El reverso de la medalla, esto es, la lectura positiva, es una vida rebosante de fe, capaz de arrancar las plantas para trasplantarlas a otro lugar, con sólo decirlo; una vida planteada sobre el amor, un amor que se dirige incluso a las personas que nos son hostiles. De este modo, el fruto se hace visible, concreto, y el creyente se convierte en imitador del Padre que está en los cielos. Debemos seguir los buenos ejemplos de los otros, debemos dejar a nuestra espalda una estela luminosa de bien. Seguir a Jesucristo, con fidelidad y amor, es garantía segura de llevar una vida rica en frutos que permanecen.
ORATIO
¡Tarde te amé, hermosura tan antigua y tan nueva, tarde te amé! Y he aquí que tú estabas dentro de mí y yo fuera, y por fuera te buscaba; y deforme como era, me lanzaba sobre estas cosas hermosas que tú creaste. Tú estabas conmigo, mas yo no estaba contigo. Reteníanme lejos de ti aquellas cosas que, si no estuviesen en ti, no serían. Llamaste y clamaste, y rompiste mi sordera; brillaste y resplandeciste, y fugaste mi ceguera; exhalaste tu perfume y respiré, y suspiro por ti; gusté de ti, y siento hambre y sed; me tocaste, y abráseme en tu paz (Agustín, Las confesiones, X, 27,37, BAC, Madrid 51968, p. 434).
CONTEMPLATIO
Hijo amadísimo, lo primero que quiero enseñarte es que ames al Señor, tu Dios, con todo tu corazón y con todas tus fuerzas; sin ello no hay salvación posible. Hijo, debes guardarte de todo aquello que sabes que desagrada a Dios, esto es, de todo pecado mortal, de tal manera que has de estar dispuesto a sufrir toda clase de martirios antes que cometer un pecado mortal.

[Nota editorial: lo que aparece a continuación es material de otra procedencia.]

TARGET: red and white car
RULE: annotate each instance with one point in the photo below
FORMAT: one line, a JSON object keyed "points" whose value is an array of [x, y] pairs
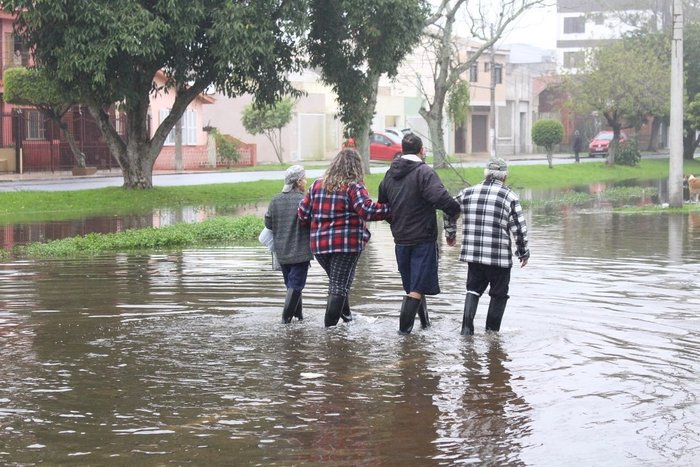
{"points": [[600, 144]]}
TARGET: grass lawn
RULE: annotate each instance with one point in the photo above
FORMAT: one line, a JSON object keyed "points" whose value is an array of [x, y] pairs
{"points": [[28, 206], [16, 207]]}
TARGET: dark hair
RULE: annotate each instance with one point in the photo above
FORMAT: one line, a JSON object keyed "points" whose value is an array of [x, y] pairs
{"points": [[345, 168], [411, 144]]}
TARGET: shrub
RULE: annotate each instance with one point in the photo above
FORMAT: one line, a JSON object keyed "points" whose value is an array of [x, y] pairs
{"points": [[547, 133], [226, 147], [628, 153]]}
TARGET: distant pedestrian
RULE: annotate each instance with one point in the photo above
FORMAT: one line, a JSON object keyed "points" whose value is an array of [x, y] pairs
{"points": [[338, 207], [414, 191], [577, 146], [290, 240], [491, 213]]}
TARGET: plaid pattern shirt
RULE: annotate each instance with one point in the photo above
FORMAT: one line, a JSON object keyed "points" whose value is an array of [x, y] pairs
{"points": [[490, 213], [339, 219]]}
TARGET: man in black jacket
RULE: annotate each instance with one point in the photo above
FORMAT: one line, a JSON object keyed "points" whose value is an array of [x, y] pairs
{"points": [[415, 191]]}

Además, si el Señor permite que te aflija alguna tribulación, debes soportarla generosamente y con acción de gracias, pensando que es para tu bien y que es posible que la hayas merecido. Y, si el Señor te concede prosperidad, debes darle gracias con humildad y vigilar que no sea en detrimento tuyo, por vanagloria o por cualquier otro motivo, porque los dones de Dios no han de ser causa de que le ofendas. Asiste, de buena gana y con devoción, al culto divino y, mientras estés en el templo, guarda recogida la mirada y no hables sin necesidad, sino ruega devotamente al Señor, con oración vocal o mental.
Ten piedad con los pobres, desgraciados y afligidos, y ayúdales y consuélales según tus posibilidades. Da gracias a Dios por todos sus beneficios y así te harás digno de recibir otros mayores. Con tus súbditos, obra con toda rectitud y justicia, sin desviarte a la derecha ni a la izquierda; ponte siempre más del lado del pobre que del rico, hasta que averigües de qué lado está la razón. Pon la mayor diligencia en que todos tus súbditos vivan en paz y con justicia, sobre todo las personas eclesiásticas y religiosas.

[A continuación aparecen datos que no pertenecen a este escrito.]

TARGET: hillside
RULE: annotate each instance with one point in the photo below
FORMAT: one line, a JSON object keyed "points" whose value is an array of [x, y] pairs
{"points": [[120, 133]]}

Sé devoto y obediente a nuestra madre, la Iglesia romana, y al sumo pontífice, nuestro padre espiritual. Esfuérzate en alejar de tu territorio toda clase de pecado, principalmente la blasfemia y la herejía.

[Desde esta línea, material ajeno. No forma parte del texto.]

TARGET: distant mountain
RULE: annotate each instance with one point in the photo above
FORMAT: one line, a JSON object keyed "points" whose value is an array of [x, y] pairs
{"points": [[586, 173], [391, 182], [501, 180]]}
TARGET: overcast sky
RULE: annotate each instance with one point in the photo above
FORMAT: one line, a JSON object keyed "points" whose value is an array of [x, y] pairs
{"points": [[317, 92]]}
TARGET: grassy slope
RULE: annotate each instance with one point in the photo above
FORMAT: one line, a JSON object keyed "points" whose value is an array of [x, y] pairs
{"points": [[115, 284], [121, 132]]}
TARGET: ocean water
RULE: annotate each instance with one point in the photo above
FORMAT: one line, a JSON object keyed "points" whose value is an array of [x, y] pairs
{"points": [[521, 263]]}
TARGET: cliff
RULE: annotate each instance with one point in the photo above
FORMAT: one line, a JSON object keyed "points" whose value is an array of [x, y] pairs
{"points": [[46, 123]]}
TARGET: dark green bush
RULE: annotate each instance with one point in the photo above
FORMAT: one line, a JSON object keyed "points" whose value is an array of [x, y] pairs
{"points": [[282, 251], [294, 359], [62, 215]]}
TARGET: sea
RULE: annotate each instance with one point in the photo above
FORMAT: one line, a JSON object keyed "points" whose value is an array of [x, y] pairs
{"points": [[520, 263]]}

Hijo amadísimo, llegado al final, te doy toda la bendición que un padre amante puede dar a su hijo; que la santísima Trinidad y todos los santos te guarden de todo mal. Y que el Señor te dé la gracia de cumplir su voluntad, de tal manera que reciba de ti servicio y honor, y así, después de esta vida, los dos lleguemos a verlo, amarlo y alabarlo sin fin. Amén.
ACTIO
Repite con frecuencia y vive hoy la Palabra: «Fui yo quien os elegí a vosotros. Y os he destinado para que vayáis y deis fruto abundante y duradero» (Jn 15,16).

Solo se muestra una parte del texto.